An assortment of connections already abound in the wild today. Examples include:

  • F1000Research article connected to initial version 
  • OECD publication and its German translation
  • PeerJ article and its peer review 
  • eLife article and its BioArXiv preprint
  • PLOS ONE article with underlying data in Dryad
  • Frontiers article with a figshare video
  • Journal of Chemical Theory and Computation article with software archived in Zenodo
  • Nature Biotech article with a protocol
  • To date, almost all these relationships are not directly recorded in the article metadata (great job, PeerJ!). And as a result, they are more than likely “invisible” to the broader scholarly research ecosystem. Publishers can remedy these gaps by depositing associations when registering content with Crossref or updating the records after registration. That is how the article nexus is formed.

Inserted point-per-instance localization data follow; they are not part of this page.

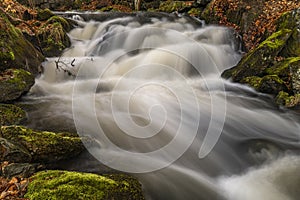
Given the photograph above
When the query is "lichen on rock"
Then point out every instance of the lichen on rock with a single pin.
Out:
(74, 185)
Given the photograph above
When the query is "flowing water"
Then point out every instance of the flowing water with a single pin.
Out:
(147, 88)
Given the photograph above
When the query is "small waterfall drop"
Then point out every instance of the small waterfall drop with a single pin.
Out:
(147, 89)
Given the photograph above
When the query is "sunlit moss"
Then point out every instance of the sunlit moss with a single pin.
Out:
(74, 185)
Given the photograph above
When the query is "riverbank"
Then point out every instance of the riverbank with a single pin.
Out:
(270, 65)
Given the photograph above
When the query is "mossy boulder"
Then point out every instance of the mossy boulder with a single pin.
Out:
(289, 101)
(12, 152)
(44, 14)
(14, 83)
(11, 114)
(291, 20)
(53, 36)
(15, 50)
(258, 60)
(23, 170)
(75, 185)
(44, 147)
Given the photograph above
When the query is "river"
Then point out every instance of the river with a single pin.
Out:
(146, 88)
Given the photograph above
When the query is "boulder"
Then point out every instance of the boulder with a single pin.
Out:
(259, 59)
(14, 83)
(44, 147)
(53, 36)
(15, 50)
(12, 152)
(11, 114)
(23, 170)
(74, 185)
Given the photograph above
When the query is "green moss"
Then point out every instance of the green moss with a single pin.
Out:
(276, 40)
(272, 84)
(43, 146)
(284, 99)
(195, 12)
(11, 114)
(252, 81)
(74, 185)
(259, 59)
(15, 50)
(53, 36)
(282, 68)
(14, 83)
(59, 20)
(44, 15)
(172, 6)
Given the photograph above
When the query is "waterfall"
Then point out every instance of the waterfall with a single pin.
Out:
(146, 88)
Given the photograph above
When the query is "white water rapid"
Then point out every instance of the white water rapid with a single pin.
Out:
(147, 88)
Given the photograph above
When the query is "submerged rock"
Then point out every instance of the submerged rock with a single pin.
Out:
(14, 83)
(44, 147)
(75, 185)
(11, 114)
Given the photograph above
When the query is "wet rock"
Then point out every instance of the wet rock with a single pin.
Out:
(12, 152)
(15, 50)
(258, 60)
(289, 101)
(14, 83)
(75, 185)
(23, 170)
(53, 36)
(44, 14)
(11, 114)
(272, 84)
(44, 147)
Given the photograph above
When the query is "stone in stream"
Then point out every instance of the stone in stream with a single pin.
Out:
(11, 114)
(43, 146)
(54, 184)
(14, 83)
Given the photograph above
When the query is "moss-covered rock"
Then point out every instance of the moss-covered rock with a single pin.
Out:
(12, 152)
(174, 6)
(284, 99)
(53, 36)
(44, 147)
(44, 14)
(11, 114)
(23, 170)
(272, 84)
(252, 81)
(14, 83)
(15, 50)
(75, 185)
(258, 60)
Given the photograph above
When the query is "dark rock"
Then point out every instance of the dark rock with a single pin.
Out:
(12, 152)
(53, 36)
(14, 83)
(44, 147)
(11, 114)
(15, 50)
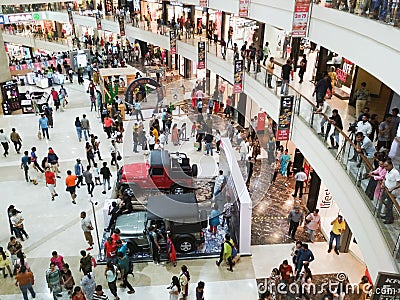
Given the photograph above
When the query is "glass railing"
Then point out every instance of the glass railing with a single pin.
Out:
(384, 11)
(39, 36)
(356, 165)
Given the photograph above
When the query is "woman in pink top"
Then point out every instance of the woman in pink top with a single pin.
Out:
(313, 221)
(57, 259)
(378, 175)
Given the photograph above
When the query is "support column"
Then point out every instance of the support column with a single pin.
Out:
(5, 74)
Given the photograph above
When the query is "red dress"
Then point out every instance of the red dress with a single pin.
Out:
(171, 250)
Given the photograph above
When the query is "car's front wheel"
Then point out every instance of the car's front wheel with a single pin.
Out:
(185, 245)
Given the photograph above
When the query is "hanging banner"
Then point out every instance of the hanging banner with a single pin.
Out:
(244, 8)
(300, 18)
(201, 53)
(203, 3)
(121, 26)
(238, 76)
(285, 118)
(345, 72)
(98, 21)
(70, 17)
(172, 42)
(386, 287)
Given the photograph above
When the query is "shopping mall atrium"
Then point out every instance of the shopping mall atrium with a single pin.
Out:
(199, 149)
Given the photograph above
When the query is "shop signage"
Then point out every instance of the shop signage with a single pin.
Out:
(172, 42)
(98, 21)
(201, 55)
(136, 5)
(300, 18)
(345, 72)
(203, 3)
(387, 287)
(307, 170)
(244, 8)
(327, 201)
(285, 118)
(121, 26)
(238, 76)
(70, 17)
(261, 119)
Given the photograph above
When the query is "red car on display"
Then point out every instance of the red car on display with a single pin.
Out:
(164, 171)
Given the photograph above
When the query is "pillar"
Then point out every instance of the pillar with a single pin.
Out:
(5, 74)
(295, 51)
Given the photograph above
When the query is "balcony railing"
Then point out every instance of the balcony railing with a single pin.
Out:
(385, 11)
(355, 164)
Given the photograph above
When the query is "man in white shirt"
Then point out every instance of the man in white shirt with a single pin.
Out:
(300, 178)
(364, 126)
(392, 184)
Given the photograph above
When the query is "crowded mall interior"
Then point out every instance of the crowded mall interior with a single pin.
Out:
(198, 149)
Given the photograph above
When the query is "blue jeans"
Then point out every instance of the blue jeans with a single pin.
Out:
(209, 148)
(79, 133)
(24, 289)
(335, 237)
(45, 132)
(86, 133)
(384, 8)
(285, 86)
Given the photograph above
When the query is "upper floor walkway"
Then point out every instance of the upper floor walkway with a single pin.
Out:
(342, 176)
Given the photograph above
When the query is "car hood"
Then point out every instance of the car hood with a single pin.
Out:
(135, 171)
(131, 225)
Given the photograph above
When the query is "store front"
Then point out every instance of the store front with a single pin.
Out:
(243, 30)
(277, 39)
(152, 8)
(18, 52)
(215, 21)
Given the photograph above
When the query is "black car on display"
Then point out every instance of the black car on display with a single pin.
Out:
(177, 214)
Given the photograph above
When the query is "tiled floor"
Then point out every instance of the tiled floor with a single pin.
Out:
(55, 225)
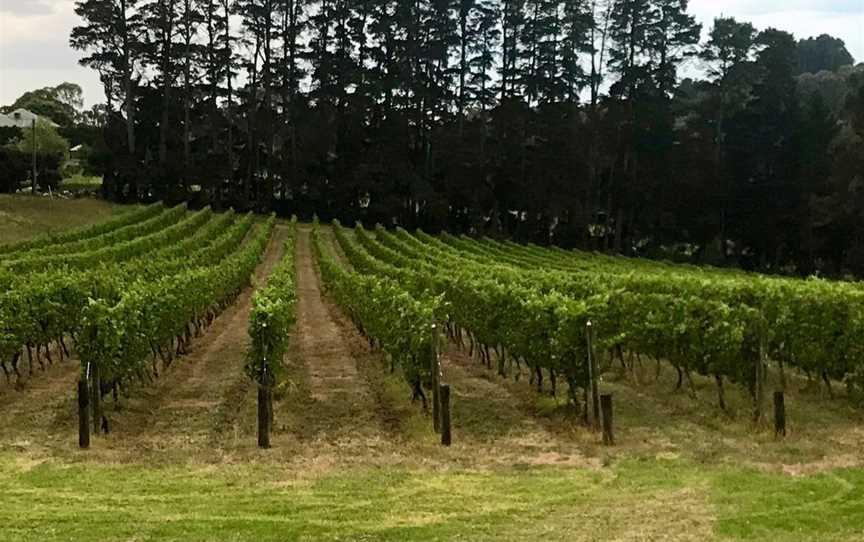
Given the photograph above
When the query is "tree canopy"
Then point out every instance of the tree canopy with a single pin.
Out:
(555, 121)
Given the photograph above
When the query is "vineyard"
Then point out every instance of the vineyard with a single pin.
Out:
(302, 364)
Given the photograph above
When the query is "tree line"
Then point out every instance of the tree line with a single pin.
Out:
(603, 124)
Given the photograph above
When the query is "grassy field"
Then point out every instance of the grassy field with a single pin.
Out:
(23, 217)
(633, 500)
(354, 459)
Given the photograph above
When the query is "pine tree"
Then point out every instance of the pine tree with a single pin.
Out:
(110, 35)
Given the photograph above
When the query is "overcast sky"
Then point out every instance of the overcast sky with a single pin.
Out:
(35, 52)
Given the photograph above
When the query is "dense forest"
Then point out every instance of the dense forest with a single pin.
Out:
(612, 125)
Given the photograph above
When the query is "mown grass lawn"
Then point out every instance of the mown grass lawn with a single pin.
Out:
(631, 500)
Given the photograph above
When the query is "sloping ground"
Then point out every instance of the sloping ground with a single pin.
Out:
(355, 459)
(23, 217)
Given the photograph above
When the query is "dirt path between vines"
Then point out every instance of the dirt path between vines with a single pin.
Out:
(195, 405)
(36, 411)
(330, 411)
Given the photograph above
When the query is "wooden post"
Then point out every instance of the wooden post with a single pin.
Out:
(264, 410)
(446, 429)
(759, 383)
(83, 414)
(96, 398)
(779, 414)
(35, 168)
(435, 371)
(593, 377)
(606, 408)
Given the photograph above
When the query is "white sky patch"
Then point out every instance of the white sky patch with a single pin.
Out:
(35, 52)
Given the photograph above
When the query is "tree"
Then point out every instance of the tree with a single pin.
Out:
(60, 104)
(48, 140)
(110, 35)
(824, 53)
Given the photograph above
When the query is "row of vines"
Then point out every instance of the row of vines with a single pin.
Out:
(531, 305)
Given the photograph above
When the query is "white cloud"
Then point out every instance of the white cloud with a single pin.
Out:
(27, 7)
(34, 48)
(843, 19)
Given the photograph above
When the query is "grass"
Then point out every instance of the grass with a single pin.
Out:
(23, 217)
(82, 183)
(521, 467)
(633, 500)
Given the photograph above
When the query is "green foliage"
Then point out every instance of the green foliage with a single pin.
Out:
(120, 336)
(59, 104)
(48, 141)
(42, 307)
(96, 230)
(401, 321)
(535, 303)
(271, 319)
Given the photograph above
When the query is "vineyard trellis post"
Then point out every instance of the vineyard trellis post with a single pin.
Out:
(435, 371)
(264, 408)
(84, 411)
(606, 409)
(446, 432)
(779, 414)
(593, 377)
(760, 381)
(96, 397)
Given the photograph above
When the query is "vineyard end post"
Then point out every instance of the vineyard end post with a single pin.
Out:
(435, 370)
(779, 414)
(264, 410)
(83, 414)
(446, 429)
(593, 377)
(606, 409)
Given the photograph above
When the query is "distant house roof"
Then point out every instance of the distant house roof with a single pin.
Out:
(21, 118)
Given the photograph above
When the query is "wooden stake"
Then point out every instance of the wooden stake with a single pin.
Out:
(264, 410)
(445, 415)
(779, 414)
(435, 371)
(606, 408)
(83, 415)
(592, 376)
(96, 398)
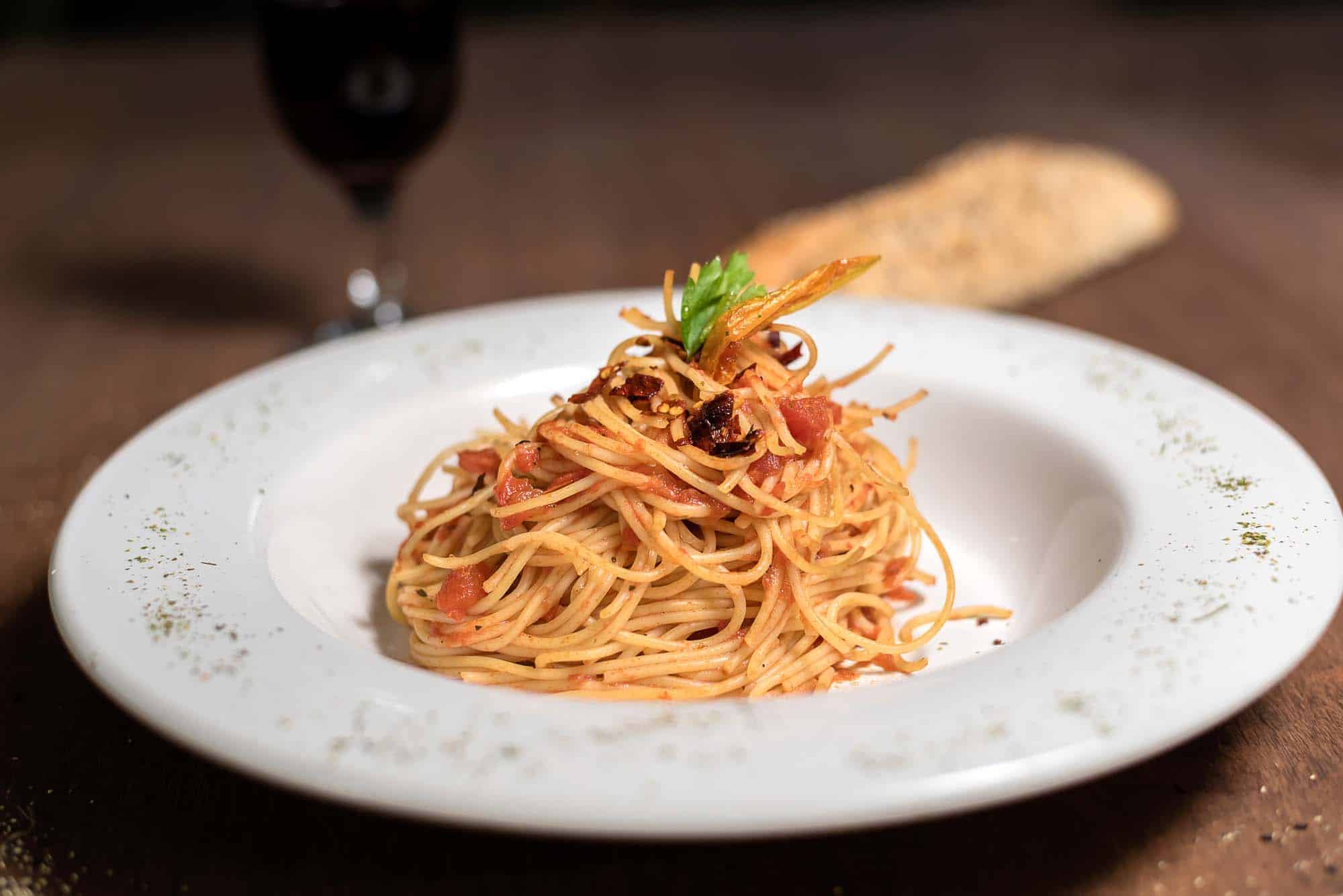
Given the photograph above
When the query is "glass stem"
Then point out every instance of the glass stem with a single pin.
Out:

    (Associated datasets can also be identified in the reference list as per Joint Declaration of Data Citation Principles as with the FORCE11 Software Citation Principles. Stay tuned next week for a follow up blog post on Crossref’s support for publisher data and software citations through its metadata.)

    Forming the nexus

    The mechanism of declaring these relationships is straightforward and a longstanding part of the standard deposit process. For each associated research object, simply provide the identifier and identifier type for the object, an optional description of it, as well as name the relationship into the metadata record. For the latter, Crossref and DataCite share a closed list of relationship types, which ensures interoperability between mappings. See Crossref technical documentation for more details.

    We maintain a list of the recommended relation types for a host of associated research objects to promote standardization across publishers. If you have relationships not specified, please contact us at to identify a suitable one considered best practice. Common adoption of relation types will make relationship metadata useful to tool builders and systems. For example, programmatic queries on supporting materials require proper tagging of their respective relationship types.

    This approach is highly extensible and accommodates the introduction of new research object forms as they emerge. It also supports associated research objects regardless of identifier type. When an associated entity has a DOI, however, we can validate the relationship during metadata processing as well as provide a more reliable representation of the article nexus.

    Article nexus: a far richer scholarly map

    Bibliographic metadata is like a ship’s manifest that catalogs each item of cargo in a ship’s hold - crate, drum, sack, and barrel. It identifies the components that have an internal relation to the publication (contributor, funder, article update, license, etc.), each of which are well-understood points on the scholarly map. But when we integrate the article nexus into the graph, new territories become visible - not isolated islands, but places with highways connecting them to addresses already known.

    When a publication has its relationships clearly identified, the connections both go out as well as lead back to it. The more connections, the more visibility on the scholarly map, as the Art of Cartography goes. Numerous systems tap into this map: publishing, funders, research institutions, research councils, indexers & repositories, indexers, research information systems, lab & diagnostics systems, reference management and literature discovery, other PID suppliers. So publishers, you can provide the fullest value to your own publishing operation, your authors, their research communities, and the overall research enterprise by ensuring that all publications are fully linked both inside and out.